Manuel Zúñiga

Personal information
- Full name: Manuel Zúñiga Fernández
- Date of birth: 29 June 1960 (age 66)
- Place of birth: Luciana, Spain
- Height: 1.72 m (5 ft 8 in)
- Position: Midfielder

Youth career
- Calvo Sotelo

Senior career*
- Years: Team / Apps / (Gls)
- 1977–1979: Calvo Sotelo / 74 / (14)
- 1979–1988: Español / 259 / (19)
- 1981: → Cádiz (loan) / 10 / (3)
- 1988–1991: Sevilla / 64 / (1)
- 1991–1993: Sabadell / 24 / (1)
- 1993–1996: Écija / 84 / (0)
- Total:  / 515 / (38)

International career
- 1977–1978: Spain U18 / 10 / (0)
- 1979: Spain U19 / 3 / (0)
- 1979: Spain U20 / 3 / (1)
- 1979–1987: Spain U21 / 6 / (0)
- 1980: Spain amateur / 1 / (0)
- 1980–1988: Spain U23 / 4 / (2)

Managerial career
- 2010–2011: Écija
- 2011–2012: Puertollano
- 2012–2013: San Roque
- 2013–2014: Caudal

= Manuel Zúñiga =

Spanish footballer and manager

Manuel Zúñiga Fernández (born 29 June 1960) is a Spanish former professional football right midfielder and manager.

He amassed La Liga totals of 323 games and 20 goals over 12 seasons, mainly with Espanyol (nine years) but also Sevilla. He subsequently worked as a coach in the lower leagues.

==Club career==
Zúñiga was born in Luciana, Ciudad Real. After starting professionally with lowly CD Calvo Sotelo in the Segunda División B, he signed for RCD Español in 1979, being immediately cast in the team's rotation at the age of 19.

After only three appearances in his second season, which also included a loan to Cádiz CF to perform his military service, Zúñiga went on to average more than 30 La Liga matches per campaign, including 43 – with two goals – in 1986–87 as the Catalans qualified for the UEFA Cup. He helped them to reach the final in the subsequent continental competition, but missed his penalty in the shootout in an eventual loss against Bayer 04 Leverkusen.
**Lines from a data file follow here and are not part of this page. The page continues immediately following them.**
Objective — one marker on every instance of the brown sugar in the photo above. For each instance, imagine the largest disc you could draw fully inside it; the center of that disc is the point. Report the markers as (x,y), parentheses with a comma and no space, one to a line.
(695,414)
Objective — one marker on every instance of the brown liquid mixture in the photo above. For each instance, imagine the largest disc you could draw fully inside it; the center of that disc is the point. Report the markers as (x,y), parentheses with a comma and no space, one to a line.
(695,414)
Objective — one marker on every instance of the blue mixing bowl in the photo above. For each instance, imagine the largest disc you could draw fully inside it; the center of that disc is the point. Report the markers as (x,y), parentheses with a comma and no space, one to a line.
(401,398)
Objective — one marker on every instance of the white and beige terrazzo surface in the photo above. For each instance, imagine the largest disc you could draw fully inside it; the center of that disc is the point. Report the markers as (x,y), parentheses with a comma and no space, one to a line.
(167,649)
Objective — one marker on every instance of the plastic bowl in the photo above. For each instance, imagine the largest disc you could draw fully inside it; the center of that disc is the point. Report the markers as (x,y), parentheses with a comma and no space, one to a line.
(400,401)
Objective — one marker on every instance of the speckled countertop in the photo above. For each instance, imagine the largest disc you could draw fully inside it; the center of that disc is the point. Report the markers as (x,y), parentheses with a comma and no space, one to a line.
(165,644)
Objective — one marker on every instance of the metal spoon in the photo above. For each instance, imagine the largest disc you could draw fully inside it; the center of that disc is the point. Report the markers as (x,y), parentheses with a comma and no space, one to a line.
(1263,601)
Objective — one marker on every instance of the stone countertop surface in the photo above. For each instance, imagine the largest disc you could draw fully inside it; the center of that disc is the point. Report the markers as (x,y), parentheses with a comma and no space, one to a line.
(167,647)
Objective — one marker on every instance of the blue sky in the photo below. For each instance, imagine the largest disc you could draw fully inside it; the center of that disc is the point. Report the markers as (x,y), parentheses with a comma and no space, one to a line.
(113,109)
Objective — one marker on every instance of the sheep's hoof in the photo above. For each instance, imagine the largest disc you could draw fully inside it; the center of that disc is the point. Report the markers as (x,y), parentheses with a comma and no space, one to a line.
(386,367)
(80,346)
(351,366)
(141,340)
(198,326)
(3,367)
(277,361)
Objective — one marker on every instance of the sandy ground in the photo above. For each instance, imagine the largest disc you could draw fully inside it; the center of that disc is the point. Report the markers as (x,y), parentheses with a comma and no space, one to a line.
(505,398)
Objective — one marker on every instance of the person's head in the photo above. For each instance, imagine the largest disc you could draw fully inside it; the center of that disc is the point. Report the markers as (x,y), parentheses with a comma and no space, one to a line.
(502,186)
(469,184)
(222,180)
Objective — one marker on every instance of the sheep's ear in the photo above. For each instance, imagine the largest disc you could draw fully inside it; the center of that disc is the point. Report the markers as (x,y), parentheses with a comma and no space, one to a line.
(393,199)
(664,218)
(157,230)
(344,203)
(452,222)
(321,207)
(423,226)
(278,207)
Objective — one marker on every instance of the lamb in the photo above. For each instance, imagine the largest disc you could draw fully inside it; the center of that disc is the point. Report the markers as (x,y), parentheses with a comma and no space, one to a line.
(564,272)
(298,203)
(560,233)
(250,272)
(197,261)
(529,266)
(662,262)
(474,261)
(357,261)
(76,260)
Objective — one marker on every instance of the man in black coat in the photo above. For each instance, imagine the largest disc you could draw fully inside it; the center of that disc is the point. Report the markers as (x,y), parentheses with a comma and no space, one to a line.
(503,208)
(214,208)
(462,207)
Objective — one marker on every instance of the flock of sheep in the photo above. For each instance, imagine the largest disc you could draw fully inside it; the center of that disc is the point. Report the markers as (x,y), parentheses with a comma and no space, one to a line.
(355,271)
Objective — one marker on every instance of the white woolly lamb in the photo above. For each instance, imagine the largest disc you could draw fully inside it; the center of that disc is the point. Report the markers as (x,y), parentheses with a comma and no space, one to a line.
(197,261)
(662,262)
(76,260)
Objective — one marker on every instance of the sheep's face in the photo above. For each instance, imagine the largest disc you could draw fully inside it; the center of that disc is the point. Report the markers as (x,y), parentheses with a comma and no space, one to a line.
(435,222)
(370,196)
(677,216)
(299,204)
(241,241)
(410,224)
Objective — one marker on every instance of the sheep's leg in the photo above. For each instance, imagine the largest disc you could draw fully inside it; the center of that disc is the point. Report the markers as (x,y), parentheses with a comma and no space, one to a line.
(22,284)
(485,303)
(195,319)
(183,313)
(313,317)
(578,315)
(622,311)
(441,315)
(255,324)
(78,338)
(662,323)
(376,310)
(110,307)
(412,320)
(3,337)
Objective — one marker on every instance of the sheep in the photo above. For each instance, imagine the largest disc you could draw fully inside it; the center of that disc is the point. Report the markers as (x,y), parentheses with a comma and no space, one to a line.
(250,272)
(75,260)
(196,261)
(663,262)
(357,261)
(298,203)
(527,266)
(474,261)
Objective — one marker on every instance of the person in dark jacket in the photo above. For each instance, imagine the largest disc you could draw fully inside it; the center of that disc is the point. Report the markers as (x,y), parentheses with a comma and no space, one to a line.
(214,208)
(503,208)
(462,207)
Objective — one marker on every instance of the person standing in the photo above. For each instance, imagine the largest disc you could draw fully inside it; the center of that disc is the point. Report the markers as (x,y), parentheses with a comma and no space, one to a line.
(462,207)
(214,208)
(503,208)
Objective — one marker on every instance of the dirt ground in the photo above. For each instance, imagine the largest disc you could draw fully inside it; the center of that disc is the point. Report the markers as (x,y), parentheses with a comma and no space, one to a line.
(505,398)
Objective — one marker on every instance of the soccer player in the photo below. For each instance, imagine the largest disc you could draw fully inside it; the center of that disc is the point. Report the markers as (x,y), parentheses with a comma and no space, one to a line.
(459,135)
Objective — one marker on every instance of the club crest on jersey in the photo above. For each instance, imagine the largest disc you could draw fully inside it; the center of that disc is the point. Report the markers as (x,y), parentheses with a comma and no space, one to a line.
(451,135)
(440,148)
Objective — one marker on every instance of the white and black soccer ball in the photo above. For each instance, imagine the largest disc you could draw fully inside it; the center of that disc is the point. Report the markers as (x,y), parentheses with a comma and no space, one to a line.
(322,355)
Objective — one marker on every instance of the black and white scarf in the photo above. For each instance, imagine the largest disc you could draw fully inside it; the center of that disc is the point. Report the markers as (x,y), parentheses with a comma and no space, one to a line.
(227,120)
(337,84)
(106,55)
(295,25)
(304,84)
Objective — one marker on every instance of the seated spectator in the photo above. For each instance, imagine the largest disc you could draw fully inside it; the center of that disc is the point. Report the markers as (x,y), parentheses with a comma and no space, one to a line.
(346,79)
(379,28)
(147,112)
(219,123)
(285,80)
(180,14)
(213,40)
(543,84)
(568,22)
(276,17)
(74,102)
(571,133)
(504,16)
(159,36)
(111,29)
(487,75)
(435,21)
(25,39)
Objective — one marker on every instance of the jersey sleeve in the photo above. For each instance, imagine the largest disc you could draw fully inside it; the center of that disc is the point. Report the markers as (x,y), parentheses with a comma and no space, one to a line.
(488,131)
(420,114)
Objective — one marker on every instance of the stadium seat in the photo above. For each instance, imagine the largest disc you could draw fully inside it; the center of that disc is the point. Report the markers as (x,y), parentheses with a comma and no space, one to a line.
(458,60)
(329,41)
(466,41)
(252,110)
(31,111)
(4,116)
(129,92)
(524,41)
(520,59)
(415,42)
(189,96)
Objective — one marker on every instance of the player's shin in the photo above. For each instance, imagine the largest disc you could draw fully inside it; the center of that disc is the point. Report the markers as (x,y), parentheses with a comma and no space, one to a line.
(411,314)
In the following three years, Zúñiga played with fellow top-flight club Sevilla FC, where he still was regularly used. After 1991–92, spent with CE Sabadell FC in the Segunda División, he moved to Écija Balompié, helping it to promote to division two in 1995 and partnering Real Betis and Real Madrid legend Rafael Gordillo in 1995–96, retiring aged 36.

Subsequently, Zúñiga worked as a manager, never in higher than the third tier.

==International career==
A longtime Spain under-21 international, Zúñiga never earned a cap for the full side. He did represent the nation at the 1980 Summer Olympics.